Suspensions of particles in liquids are found everywhere around us in foods, consumer products, natural settings, biological systems, and construction materials. The physical and mechanical properties of these materials, their shelf life, and their function are heavily influenced by how the particles interact with each other. Better design of materials requires an understanding of how particle interactions give rise to certain types of mechanical behavior. The particles in these systems come in all shapes and sizes and often possess rough edges as opposed to being completely smooth and spherical. Understanding how to handle and process such types of colloidal materials provides significant economic and technological advantages to our nation. When colloids are forced to flow in highly concentrated slurries, the particles aggregate and collectively resist motion, leading to large increases in pressure and catastrophic failure in equipment. This project uses advanced network science concepts, experiments, and simulations in concert to study such types of jammed suspensions in a series of flow scenarios. The insight gained from this work will benefit a wide range of academic researchers and industrial practitioners that utilize dense particulate systems. Basic concepts related to soft matter physics will be disseminated broadly to K-12 students and the general public through summer camps and citizen science on social media. Moreover, state-of-the-art results generated from this project will be incorporated into the undergraduate and graduate curriculum, and in workshops designed to engage minority and underrepresented scientists.

Technical Abstract

Dense particulate materials are ubiquitous in many manufacturing fields, such as pharmaceuticals, consumer and food products, and the energy industry. Understanding the multiscale nature of flowing dense suspensions will advance the bottom-up design of novel and superior materials. This project provides a foundational understanding of the physics of dense suspensions, by generating a statistical description of the force networks that are responsible for stress propagation from particle-level to macroscopic scale.
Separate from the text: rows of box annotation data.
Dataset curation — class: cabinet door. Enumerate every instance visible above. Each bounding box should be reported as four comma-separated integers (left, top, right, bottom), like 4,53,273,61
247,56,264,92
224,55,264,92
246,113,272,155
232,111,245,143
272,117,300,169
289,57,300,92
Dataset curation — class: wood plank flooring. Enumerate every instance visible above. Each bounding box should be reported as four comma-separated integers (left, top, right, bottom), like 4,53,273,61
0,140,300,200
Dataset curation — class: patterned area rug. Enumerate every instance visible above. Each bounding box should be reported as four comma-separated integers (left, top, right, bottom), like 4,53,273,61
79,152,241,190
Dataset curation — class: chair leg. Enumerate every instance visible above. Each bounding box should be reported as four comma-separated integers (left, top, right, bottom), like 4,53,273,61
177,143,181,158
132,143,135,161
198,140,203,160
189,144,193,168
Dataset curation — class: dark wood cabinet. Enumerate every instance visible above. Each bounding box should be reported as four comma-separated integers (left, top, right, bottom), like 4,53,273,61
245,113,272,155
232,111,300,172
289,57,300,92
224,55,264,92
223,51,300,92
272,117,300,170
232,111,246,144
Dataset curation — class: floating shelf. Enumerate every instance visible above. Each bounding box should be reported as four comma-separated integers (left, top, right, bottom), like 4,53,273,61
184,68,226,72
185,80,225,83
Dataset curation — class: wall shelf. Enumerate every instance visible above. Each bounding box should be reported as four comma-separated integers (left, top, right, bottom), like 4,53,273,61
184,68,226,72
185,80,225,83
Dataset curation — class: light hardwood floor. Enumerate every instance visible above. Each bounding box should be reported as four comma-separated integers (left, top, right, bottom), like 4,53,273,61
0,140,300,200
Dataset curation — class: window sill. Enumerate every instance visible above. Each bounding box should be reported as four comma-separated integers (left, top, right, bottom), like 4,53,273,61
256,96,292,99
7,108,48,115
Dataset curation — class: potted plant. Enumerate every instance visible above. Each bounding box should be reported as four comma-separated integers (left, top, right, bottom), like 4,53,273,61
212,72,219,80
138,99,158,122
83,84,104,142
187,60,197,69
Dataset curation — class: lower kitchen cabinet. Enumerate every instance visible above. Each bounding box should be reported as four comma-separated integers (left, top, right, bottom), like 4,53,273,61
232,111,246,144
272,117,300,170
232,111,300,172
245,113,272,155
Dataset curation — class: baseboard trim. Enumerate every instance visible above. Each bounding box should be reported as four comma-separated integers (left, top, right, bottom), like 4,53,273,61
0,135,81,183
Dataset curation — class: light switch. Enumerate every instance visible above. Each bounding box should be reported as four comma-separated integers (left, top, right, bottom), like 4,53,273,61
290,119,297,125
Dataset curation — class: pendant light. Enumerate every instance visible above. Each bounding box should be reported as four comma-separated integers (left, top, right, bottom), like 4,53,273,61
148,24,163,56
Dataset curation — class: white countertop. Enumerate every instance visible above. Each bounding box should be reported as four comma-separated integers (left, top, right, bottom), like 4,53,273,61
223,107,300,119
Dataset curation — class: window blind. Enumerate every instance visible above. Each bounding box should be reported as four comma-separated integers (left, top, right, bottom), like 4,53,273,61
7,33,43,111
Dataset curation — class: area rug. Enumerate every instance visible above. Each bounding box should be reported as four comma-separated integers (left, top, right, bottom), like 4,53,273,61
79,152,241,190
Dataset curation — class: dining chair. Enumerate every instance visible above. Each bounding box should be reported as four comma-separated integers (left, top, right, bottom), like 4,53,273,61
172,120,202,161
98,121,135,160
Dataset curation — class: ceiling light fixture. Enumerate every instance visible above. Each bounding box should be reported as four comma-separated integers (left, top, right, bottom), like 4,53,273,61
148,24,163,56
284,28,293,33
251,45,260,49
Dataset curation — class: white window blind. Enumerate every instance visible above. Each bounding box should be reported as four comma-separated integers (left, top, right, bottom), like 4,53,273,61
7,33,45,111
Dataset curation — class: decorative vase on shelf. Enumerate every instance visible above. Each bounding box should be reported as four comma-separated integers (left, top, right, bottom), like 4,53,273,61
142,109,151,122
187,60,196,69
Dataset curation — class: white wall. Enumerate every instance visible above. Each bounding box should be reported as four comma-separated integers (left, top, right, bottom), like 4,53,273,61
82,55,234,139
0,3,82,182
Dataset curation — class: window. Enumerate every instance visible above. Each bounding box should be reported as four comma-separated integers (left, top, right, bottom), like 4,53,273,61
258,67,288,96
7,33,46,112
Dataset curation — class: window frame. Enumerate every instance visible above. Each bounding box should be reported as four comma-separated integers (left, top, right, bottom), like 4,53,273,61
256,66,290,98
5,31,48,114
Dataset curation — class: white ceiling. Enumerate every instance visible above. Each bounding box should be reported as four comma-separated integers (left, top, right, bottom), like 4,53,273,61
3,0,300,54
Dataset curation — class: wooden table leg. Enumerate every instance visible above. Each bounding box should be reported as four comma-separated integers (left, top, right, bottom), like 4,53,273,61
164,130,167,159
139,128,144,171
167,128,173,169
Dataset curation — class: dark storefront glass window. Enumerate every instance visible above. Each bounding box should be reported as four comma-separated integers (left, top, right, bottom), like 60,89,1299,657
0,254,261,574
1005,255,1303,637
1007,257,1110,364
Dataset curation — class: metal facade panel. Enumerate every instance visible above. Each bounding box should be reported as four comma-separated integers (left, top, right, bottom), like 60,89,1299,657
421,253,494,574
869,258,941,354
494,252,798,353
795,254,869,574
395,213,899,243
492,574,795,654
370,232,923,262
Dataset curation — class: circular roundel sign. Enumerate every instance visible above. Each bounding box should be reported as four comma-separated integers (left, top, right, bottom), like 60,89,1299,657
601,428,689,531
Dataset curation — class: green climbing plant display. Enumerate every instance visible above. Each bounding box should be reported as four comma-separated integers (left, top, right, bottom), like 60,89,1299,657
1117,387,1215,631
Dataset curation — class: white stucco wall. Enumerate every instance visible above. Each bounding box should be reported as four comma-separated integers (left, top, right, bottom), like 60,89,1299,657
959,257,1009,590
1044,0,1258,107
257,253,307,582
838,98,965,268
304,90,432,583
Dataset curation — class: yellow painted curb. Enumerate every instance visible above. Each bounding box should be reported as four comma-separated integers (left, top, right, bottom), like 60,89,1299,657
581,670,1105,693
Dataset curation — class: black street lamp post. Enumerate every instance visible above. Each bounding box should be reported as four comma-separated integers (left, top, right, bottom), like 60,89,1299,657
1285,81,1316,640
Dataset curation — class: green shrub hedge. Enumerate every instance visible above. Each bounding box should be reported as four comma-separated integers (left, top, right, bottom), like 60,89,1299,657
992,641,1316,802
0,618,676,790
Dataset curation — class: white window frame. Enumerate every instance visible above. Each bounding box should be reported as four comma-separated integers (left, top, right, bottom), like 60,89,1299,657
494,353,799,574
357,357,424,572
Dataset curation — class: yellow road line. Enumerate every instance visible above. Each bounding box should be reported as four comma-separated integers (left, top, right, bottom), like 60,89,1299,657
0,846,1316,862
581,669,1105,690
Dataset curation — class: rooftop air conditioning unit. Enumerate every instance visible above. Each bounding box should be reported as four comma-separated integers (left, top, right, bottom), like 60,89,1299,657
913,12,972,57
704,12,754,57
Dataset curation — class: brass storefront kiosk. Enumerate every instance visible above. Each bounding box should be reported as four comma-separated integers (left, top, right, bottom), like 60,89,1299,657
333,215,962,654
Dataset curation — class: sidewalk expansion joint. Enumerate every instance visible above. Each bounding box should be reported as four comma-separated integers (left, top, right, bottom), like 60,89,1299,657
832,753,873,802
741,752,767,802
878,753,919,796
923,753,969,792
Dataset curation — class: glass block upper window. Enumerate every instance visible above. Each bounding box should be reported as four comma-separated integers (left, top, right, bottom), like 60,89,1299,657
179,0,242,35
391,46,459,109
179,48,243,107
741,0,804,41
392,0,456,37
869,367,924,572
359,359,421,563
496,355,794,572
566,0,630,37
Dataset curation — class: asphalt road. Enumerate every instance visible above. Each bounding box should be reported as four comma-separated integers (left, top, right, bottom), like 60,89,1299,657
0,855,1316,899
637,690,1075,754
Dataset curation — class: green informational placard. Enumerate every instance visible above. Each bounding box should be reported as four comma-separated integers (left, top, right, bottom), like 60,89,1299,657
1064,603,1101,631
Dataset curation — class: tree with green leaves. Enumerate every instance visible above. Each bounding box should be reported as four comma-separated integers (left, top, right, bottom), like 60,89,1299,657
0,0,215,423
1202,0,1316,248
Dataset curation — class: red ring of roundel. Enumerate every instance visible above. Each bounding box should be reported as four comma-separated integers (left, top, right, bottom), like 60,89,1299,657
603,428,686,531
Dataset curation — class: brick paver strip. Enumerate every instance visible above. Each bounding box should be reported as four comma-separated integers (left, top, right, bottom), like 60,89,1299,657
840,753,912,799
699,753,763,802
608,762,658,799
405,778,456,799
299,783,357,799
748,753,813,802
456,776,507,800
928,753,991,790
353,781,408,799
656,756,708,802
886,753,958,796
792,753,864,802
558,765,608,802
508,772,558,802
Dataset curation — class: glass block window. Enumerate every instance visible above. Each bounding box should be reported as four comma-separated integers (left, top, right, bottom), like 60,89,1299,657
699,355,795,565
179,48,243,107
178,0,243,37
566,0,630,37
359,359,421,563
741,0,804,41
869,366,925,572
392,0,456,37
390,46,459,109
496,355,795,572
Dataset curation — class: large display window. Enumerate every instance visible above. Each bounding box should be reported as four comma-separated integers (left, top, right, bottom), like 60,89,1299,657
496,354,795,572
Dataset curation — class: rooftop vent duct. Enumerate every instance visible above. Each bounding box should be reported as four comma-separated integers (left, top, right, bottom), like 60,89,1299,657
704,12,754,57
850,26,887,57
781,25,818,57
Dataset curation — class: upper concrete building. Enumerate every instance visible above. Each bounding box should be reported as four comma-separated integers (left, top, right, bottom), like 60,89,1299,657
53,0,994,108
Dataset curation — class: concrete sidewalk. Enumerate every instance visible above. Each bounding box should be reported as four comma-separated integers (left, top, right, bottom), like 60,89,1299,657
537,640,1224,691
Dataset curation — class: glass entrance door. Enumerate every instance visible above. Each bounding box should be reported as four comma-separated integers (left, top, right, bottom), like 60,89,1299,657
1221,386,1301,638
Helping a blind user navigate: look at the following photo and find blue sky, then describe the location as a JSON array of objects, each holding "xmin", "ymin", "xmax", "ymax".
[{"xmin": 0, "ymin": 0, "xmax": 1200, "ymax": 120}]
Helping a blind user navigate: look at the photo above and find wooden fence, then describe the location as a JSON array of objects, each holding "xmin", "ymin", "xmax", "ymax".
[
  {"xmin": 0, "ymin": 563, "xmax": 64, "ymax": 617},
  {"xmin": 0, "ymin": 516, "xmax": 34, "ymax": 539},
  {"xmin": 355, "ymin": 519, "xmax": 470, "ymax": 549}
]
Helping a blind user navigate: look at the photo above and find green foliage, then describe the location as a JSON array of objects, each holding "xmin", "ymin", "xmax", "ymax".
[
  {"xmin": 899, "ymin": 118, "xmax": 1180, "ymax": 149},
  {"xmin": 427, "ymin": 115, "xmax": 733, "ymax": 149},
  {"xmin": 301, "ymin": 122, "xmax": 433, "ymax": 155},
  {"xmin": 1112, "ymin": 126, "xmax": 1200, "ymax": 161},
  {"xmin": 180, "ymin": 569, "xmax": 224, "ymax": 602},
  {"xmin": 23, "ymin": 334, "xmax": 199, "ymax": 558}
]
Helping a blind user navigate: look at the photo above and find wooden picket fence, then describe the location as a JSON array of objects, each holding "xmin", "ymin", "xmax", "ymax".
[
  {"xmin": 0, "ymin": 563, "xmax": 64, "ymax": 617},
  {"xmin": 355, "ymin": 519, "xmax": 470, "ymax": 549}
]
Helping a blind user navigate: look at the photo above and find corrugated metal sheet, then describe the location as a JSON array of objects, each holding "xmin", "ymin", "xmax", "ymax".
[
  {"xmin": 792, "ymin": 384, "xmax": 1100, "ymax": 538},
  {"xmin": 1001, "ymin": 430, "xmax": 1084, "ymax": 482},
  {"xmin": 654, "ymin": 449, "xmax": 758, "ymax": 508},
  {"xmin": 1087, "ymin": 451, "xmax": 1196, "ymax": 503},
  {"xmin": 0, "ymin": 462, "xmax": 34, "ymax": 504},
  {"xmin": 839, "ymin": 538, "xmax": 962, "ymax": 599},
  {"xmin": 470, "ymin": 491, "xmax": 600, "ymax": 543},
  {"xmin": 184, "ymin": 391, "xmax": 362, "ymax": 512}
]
The central hypothesis is that the spatiotemporal signatures in load-bearing networks can be tuned using particle friction and dynamics. The PIs will combine experiments and simulations to investigate the nature of network morphology and relaxation in colloidal suspensions undergoing flow hysteresis, creep, and rapid cessation of flow. Experiments involve the use of confocal rheometry, which is a high-resolution and high-speed technique that measures flow stresses while directly imaging the movement of individual colloids. The experimental observations will be combined with computer simulations that incorporate detailed fluid physics between roughened surfaces. These techniques enable the analysis of clusters at the network level, including how they evolve and change in flowing systems. In dense flowing suspensions, giant networks are thought to persist and control the mechanics of the entire system. This project will study particle networks when non-ideal particles are separated by thin layers of fluid, validate granular models that connect mesoscale cooperativity lengths to flow rheology, and utilize colloidal properties to deliberately change the network patterns responsible for unexpected flow properties.